When you replace tensor-graph
with tensor-lowered-graph
, you’ll see exactly what we mean! And by using ->dot
instead of pprint-graph
, you can visualize that graph right in your browser!
Finally, our lazy evaluation doesn’t make debugging any harder. If you want to check an intermediate result, just insert proceed
at any point—it won’t break the computation graph!
;; They are the equivalent
(proceed (!sin (cos (ax+b `(3 3) 1 0))))
(proceed (!sin (proceed (!cos (ax+b `(3 3) 1 0)))))
Training Models (Experimental)
(in-package :caten-user)
(defsequence MLP (in-features hidden-dim out-features &key (activation #'!relu))
(Linear in-features hidden-dim)
(asnode activation)
(Linear hidden-dim hidden-dim)
(asnode activation)
(Linear hidden-dim out-features))
(defun build-mlp-model ()
(let* ((model (MLP 64 32 16))
(outputs (call model (make-tensor `(b 64) :from :x)))
(loss (!cross-entropy (!softmax outputs) (make-tensor `(b 16) :from :y)))
(runner (caten loss)))
(values runner (hook-optimizers runner (SGD :lr 1e-3)))))
(defun train ()
(multiple-value-bind (runner optimizers) (build-mlp-model)
(dotimes (i 10)
(forward runner `(:x . ,(rand `(10 64))) `(:y . ,(rand `(10 16))) `(b . 10)) ;; replace with mnist dataloader
(backward runner)
(mapc #'step-optimizer optimizers)
(mapc #'zero-grad optimizers))))
Though our focus is still on the inference, we will support training models. (Still Experimental, Unstable.) I am not sure our backward scheduler can be expanded into more large and complicated graphs. :(
Getting Started
- Install Roswell and suitable IDE. (If unsure, Emacs or Lem is recommended)

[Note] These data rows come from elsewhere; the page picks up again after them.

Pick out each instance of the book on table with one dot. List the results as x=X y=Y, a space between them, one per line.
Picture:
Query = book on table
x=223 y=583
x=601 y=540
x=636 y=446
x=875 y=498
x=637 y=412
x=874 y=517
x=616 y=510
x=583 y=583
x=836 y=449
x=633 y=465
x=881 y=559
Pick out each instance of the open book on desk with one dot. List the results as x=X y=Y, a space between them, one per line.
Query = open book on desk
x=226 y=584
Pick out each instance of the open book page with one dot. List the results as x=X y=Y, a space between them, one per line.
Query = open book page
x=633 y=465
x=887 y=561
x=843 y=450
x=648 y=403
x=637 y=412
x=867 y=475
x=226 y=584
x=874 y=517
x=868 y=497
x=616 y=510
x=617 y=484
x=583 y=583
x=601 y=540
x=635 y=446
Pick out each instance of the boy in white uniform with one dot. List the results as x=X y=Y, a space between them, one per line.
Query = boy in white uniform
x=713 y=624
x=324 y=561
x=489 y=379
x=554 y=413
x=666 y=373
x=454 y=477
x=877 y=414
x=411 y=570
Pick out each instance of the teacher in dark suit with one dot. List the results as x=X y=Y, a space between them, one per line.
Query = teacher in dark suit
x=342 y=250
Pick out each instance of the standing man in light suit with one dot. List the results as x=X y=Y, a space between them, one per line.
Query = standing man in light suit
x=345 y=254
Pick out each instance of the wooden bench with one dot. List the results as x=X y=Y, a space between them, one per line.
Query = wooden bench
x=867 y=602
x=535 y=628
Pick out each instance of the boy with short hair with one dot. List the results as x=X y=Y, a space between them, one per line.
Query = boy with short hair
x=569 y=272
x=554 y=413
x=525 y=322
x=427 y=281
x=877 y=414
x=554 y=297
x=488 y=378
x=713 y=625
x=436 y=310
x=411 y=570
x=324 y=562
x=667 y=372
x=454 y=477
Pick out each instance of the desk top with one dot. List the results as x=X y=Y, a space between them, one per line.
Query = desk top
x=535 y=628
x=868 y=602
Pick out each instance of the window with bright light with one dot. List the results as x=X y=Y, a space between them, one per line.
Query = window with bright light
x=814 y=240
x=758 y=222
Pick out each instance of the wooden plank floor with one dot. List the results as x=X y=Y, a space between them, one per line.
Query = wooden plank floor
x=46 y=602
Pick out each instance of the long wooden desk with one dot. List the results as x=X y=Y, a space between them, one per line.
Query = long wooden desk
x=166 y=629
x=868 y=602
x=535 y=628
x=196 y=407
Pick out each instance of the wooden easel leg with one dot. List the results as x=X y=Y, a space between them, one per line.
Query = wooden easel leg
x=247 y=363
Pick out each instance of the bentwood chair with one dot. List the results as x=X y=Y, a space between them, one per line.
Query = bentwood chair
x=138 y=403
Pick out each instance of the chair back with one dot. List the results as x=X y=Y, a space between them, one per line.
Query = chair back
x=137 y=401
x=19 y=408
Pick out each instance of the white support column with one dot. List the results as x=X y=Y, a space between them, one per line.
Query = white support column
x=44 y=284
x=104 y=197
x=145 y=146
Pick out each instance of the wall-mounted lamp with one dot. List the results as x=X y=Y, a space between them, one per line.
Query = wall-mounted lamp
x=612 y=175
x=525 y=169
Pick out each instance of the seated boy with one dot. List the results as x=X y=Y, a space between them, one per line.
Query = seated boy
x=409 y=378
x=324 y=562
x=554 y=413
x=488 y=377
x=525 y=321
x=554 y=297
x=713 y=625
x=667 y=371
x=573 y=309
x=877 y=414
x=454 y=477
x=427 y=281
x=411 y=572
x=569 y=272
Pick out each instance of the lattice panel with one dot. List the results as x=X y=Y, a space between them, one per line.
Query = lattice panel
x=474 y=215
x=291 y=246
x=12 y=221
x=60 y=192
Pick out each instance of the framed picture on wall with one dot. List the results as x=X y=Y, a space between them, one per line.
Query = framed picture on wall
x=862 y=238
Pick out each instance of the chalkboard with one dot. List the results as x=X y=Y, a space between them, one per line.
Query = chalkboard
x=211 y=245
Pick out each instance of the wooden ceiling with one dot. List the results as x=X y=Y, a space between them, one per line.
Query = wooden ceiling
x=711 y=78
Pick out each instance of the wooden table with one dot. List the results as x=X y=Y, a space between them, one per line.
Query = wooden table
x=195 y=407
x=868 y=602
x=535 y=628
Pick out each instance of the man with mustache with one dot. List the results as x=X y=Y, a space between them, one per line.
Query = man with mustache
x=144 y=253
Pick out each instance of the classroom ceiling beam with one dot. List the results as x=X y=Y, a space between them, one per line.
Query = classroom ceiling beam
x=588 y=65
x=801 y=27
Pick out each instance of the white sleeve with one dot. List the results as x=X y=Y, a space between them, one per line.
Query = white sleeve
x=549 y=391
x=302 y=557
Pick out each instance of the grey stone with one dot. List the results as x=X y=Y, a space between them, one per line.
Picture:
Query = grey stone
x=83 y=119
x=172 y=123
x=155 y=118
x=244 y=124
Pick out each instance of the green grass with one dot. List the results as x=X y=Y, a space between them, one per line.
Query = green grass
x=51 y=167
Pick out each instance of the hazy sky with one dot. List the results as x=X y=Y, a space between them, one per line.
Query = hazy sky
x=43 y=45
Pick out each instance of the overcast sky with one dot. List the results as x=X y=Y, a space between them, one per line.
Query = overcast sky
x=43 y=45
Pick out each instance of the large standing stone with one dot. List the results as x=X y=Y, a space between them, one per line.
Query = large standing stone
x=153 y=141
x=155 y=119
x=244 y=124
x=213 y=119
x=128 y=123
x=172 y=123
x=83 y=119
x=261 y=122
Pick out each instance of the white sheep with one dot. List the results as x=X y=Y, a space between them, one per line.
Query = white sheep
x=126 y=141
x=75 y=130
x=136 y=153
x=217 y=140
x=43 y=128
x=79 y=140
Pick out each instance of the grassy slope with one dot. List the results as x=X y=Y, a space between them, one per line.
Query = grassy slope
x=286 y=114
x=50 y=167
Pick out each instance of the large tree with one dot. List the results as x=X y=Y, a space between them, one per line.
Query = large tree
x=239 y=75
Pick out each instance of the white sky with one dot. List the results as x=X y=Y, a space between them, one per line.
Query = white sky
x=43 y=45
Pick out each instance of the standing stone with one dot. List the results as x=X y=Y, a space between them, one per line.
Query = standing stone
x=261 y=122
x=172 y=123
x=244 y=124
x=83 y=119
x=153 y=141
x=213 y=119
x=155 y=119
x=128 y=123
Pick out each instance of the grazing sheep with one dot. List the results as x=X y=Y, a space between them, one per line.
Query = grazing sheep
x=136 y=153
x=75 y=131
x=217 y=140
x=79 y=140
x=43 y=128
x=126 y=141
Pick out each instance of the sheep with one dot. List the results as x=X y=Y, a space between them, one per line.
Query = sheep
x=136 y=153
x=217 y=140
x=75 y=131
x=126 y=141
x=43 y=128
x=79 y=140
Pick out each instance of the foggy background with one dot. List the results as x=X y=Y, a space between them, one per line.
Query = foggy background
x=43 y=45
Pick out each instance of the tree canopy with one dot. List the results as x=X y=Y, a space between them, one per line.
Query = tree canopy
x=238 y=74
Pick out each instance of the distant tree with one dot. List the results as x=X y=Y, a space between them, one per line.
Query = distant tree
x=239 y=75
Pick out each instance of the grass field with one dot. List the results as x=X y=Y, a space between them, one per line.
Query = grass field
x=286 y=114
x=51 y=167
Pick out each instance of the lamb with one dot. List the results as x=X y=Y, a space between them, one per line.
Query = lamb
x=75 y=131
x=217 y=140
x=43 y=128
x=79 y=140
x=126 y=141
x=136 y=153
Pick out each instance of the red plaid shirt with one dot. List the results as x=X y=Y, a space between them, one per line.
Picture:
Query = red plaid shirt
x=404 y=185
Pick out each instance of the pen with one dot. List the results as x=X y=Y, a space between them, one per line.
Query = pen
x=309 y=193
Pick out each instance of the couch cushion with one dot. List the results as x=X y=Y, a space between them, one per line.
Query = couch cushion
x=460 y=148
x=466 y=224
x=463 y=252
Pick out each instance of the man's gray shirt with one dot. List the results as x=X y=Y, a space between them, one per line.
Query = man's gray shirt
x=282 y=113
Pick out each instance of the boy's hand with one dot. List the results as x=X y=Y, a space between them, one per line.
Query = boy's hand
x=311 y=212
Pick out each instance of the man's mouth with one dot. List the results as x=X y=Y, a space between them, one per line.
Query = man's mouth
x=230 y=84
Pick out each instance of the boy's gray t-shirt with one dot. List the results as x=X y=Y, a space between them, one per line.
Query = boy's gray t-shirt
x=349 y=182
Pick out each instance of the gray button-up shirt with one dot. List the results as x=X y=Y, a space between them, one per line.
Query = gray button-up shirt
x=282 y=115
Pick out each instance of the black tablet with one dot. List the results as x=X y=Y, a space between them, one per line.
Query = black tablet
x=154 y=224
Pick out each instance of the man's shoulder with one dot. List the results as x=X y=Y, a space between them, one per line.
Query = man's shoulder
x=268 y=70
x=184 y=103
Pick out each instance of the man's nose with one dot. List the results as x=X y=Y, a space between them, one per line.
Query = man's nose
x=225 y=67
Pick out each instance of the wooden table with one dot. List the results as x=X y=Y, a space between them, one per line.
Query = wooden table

- Install ISL (Integer Set Library) for the fast kernel generation.
- Install Qlot
- Check out getting-started.lisp
$ git clone git@github.com:hikettei/Caten.git
$ cd Caten
$ qlot install
$ qlot exec ros run
> (ql:quickload :caten)
> (in-package :caten-user)
> (proceed (!randn `(3 3)))
Get Involved
-
Join our Discord Server.
-
Check out our roadmap.
-
Create a PR
Caten is a project that started only a few months ago. We are currently in the stage of building a solid foundational library. Here’s what we’re looking for:
-
Feature additions with tests (e.g., new activations, unimplemented matrix operations)
-
Bug reports and additional tests.
-
Refactoring of the core compiler components
-
Improving the documentation
etc...
Before contributing, please note that there is no linter here. Make an effort to adhere to Google Common Lisp Style Guide. Changes that do not follow this should be rejected by the review.
Roadmap
Supported Models
- Generative AI
- GPT2
- Llama3
- TinyLLAMA
- StableDiffusion
- QwenVL2
- Classification
- MobileNetV2
- MobileNetV3
- ResNet18/ResNet34/ResNet50
- VIT_B_16
- Segmentation
- CenterNet
- Detection
- YoLOv3
- YoLOv7
Supported Formats
- Common Lisp Frontend (caten/apis)
- ONNX (caten/onnx)
- GGUF (caten/gguf)
Quantization
- Support Dequantization from GGUF
- Support QOPs
Training
- Autodiff
- Fast Autodiff
- Support Training (But still limited)
- Distributed Training
Accelerators
- LISP VM
- CLANG JIT
- CLANG with Auto Scheduler
- METAL
- WebGPU
- CUDA
- AutoScheduler
Running tests
You should install python, numpy, pytorch before running the test-suite by using make install_extra
. If not specified, install the latest one.